Lain lagi kisah di salah satu era pemerintahan Utsmani. Kedai kopi
menjadi tempat bagi orang-orang untuk berdiskusi soal pemerintahan. Termasuk
menguliti pejabat korupsi atau kebijakan sultan yang dinilai tidak kompeten.
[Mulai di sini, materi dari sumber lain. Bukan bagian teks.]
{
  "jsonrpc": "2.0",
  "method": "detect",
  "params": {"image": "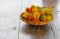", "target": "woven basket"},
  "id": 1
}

[20,13,52,25]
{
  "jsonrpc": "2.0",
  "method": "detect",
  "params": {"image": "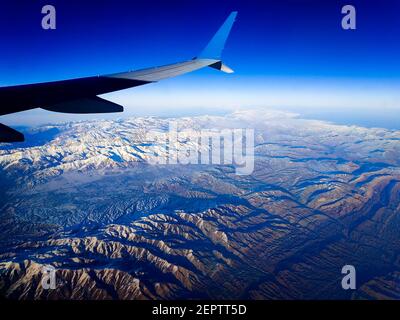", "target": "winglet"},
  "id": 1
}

[197,11,237,60]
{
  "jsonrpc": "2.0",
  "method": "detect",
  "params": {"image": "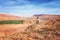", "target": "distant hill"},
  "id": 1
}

[0,14,20,20]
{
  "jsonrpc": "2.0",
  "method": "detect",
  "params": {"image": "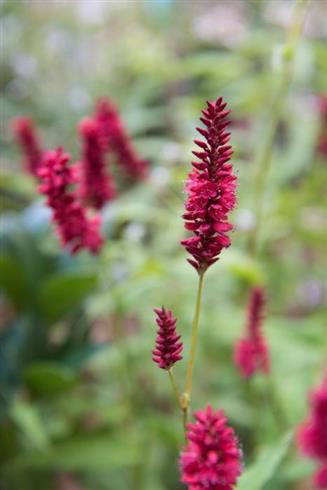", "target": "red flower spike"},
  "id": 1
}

[234,287,270,378]
[297,375,327,489]
[95,99,148,180]
[79,118,116,209]
[38,148,103,254]
[152,307,183,370]
[180,405,242,490]
[12,117,42,176]
[181,97,236,273]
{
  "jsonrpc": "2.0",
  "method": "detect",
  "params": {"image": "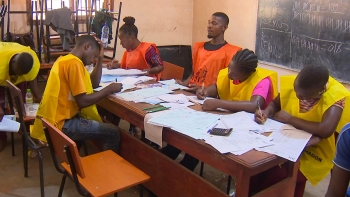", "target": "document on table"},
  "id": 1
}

[221,112,295,133]
[256,129,312,162]
[102,68,147,76]
[205,131,273,154]
[0,116,20,132]
[159,79,188,90]
[117,87,173,101]
[143,110,169,147]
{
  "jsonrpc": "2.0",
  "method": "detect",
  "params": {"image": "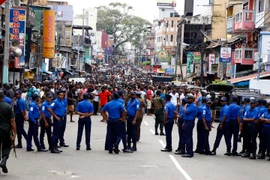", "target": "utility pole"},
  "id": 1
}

[200,23,205,87]
[2,0,10,84]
Hingga Sultan Murad IV memerintahkan untuk membakar kedai kopi karena
disinyalir menjadi tempat sumber pemberontakan dan demi mencegah para komplotan
menggulingkan kesultanan.
Ternyata kedai kopi sebagai tempat bersuanya manusia, punya fungsi
strategis ya. Namun alangkah indahnya bila kedai kopi tak berhenti pada fungsi
sosial. Namun sebagaimana Syaikh Al Yatim, dioptimalkan sebagai sarana dakwah
Islam. Menjadi tempat untuk menyampaikan ajaran Allah Subhanahu Wa
Ta'ala, berdialog tentang ide-ide Islam, hingga
banyak manusia yang mendapat hidayah-Nya dan menemukan jalan hijrah. []
Kontributor:
Puspita Satyawati
(Pemimpin
Redaksi Muslimah Inspiratif, Narasumber Kajian Islam)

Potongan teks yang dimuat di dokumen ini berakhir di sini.